Uyruktan yurttaşa nasıl okuduk?

Muhasaraya alınan ve sonra nefesi kısılan hayat tarzı ve anlayışı Türklerin İslamlık öncesi tarihine ilişkindi. Bu tarihte tahtadan yapılma matbaa harfleri ile metinler basılıyordu. Basılan metinler türlü tekniklerle ciltleniyordu. Yazıtlar ve anıt yazıtlar yamaçlardan, ırmak kıyılarından, kentlerden hayatı kucaklıyor ve güzelleştiriyordu.

CAFER YILDIRIM

Bizim yazılı tarihimiz 5. yüzyıla dek uzanıyor. 8. yüzyıla ait anıt yazıtlarda (Köktürk Yazıtları) Türkçeyi edebi bir anlatım düzeyinde buluyoruz. Kısa cümlelerle kurulmuş metinler duygulu, içtenlikli bir anlatıma sahiptir. Duygu ve içtenliğin bütünleştiği düzlemde yükselen bu anıt yazıtlarla aramızda tam on iki yüzyıllık bir zaman tüneli var. Bu süreçte Asya içlerinden yurt yurt, iklim iklim uzaklaşarak Anadolu’ya geldik. Birçok kültür ve uygarlığın birbirine karıştığı bu kavimler coğrafyasına kendi damgamızı vurmakta gecikmedik. Aldığımız kadarını olsun Anadolu’ya verebildik mi? Selçukludan Osmanlıya, Osmanlıdan Cumhuriyet’e ulanan, uyruktan yurttaşa evrilen kimlik serüvenimizde borcumuzun ne kadarını ödedik acaba bu topraklara?

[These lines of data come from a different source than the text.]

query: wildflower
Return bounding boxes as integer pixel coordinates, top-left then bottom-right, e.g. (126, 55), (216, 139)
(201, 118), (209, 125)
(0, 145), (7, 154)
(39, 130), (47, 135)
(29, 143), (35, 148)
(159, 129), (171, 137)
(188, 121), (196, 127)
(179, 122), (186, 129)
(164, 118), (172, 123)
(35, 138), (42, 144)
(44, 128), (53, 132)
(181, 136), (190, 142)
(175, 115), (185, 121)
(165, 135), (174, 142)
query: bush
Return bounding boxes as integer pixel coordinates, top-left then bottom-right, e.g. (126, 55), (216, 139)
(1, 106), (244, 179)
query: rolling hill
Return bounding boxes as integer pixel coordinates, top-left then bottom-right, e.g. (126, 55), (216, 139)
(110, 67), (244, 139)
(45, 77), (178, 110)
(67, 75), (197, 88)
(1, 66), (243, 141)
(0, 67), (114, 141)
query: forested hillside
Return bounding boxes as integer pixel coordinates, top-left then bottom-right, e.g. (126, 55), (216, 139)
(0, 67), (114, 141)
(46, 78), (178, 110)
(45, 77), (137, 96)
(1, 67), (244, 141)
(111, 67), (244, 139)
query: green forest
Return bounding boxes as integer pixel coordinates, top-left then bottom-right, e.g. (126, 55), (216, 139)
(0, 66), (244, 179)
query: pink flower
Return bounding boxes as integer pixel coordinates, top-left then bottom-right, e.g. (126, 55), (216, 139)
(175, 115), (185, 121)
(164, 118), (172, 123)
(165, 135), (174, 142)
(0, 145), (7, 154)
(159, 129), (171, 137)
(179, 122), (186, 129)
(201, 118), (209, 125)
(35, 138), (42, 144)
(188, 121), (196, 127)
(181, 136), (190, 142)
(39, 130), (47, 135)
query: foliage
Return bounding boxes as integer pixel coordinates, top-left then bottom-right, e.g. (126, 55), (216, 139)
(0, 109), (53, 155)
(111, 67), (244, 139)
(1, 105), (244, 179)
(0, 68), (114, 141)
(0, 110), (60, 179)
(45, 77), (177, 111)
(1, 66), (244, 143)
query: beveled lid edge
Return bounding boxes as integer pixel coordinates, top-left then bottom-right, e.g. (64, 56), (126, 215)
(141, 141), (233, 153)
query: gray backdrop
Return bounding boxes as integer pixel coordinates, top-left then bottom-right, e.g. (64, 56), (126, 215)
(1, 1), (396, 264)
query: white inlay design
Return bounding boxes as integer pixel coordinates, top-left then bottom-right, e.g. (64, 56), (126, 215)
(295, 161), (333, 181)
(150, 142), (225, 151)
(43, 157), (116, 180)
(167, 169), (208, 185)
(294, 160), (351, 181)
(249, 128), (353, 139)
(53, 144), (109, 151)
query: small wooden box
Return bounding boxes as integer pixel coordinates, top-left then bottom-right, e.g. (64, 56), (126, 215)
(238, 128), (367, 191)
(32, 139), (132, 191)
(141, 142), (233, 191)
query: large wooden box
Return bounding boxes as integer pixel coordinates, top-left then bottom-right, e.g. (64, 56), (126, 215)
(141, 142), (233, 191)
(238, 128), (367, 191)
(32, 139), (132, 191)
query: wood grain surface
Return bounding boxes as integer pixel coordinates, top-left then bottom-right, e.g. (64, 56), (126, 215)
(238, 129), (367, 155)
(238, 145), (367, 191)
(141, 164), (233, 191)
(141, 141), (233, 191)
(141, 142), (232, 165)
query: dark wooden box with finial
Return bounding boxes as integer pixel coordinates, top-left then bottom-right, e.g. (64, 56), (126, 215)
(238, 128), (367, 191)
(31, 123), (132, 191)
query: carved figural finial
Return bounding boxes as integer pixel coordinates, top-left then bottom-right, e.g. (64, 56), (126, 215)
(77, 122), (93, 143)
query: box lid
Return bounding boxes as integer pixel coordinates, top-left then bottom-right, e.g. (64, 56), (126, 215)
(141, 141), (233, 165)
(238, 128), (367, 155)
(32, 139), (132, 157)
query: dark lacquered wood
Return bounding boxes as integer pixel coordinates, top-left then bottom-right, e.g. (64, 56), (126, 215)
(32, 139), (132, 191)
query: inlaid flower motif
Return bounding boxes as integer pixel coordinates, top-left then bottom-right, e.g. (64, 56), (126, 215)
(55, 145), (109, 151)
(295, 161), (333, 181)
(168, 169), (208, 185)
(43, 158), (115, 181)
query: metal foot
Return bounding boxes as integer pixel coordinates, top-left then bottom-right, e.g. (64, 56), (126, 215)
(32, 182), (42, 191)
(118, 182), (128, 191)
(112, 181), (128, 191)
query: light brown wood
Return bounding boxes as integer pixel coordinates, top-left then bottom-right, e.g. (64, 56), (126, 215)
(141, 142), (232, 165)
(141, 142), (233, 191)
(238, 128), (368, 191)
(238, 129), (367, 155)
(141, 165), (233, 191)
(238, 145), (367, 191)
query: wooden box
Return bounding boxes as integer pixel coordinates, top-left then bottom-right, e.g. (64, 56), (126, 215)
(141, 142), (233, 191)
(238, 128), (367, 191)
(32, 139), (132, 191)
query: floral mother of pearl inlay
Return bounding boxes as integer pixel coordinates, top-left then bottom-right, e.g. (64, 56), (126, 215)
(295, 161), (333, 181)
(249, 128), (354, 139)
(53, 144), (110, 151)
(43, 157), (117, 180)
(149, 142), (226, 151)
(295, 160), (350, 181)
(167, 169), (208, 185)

Diyeyim ki 1071’den 2021’e değin aldığımızdan daha fazlasını verdik mi bu coğrafyaya?

Soruların cevap kapsamı hiç kuşkusuz kitapla geliştirdiğimiz ilişki düzeyiyle sınırlı değil fakat anahtar cevabın bu ilişkide saklı olduğu da bir gerçektir.

FİKRİ HÜR, VİCDANI HÜR, İRFANI HÜR” NESİLLER

Kitap, okuma ve bu anlamda kültür ve toplum ilişkisine baktığımızda devlet olgusuyla yüz yüze geliyoruz. Gerçekte, temelde kitap-toplum ilişkisini yönlendiren, biçimlendiren, kısırlaştıran ya da olgunlaştıran kurum devlet oluyor. Devletin ideolojik ve fiili güç olarak egemen bir konumu var. Türk tarihi devletin kitaba, okumaya, düşünceye yönelik tavrı açısından trajik bir tablo görünümü sunuyor.

Mustafa Kemal’in şiirlerini çok sevdiği Tevfik Fikret’in bir dizesinden uyarladığı sözle Cumhuriyet’i “fikri hür, vicdanı hür, irfanı hür” nesillerle koşulladığı dönemlerde Nâzım Hikmet mahkemelerde idamla yargılanıyordu. Fikirlerini cesaretle ortaya koymanın bedelini yıllarca hapishanelerde kalmakla ödedi. Aynı yazgıdan Nâzım gibi düşünenler, Nâzım’ı okumakta ısrar edenler de kurtulamadı.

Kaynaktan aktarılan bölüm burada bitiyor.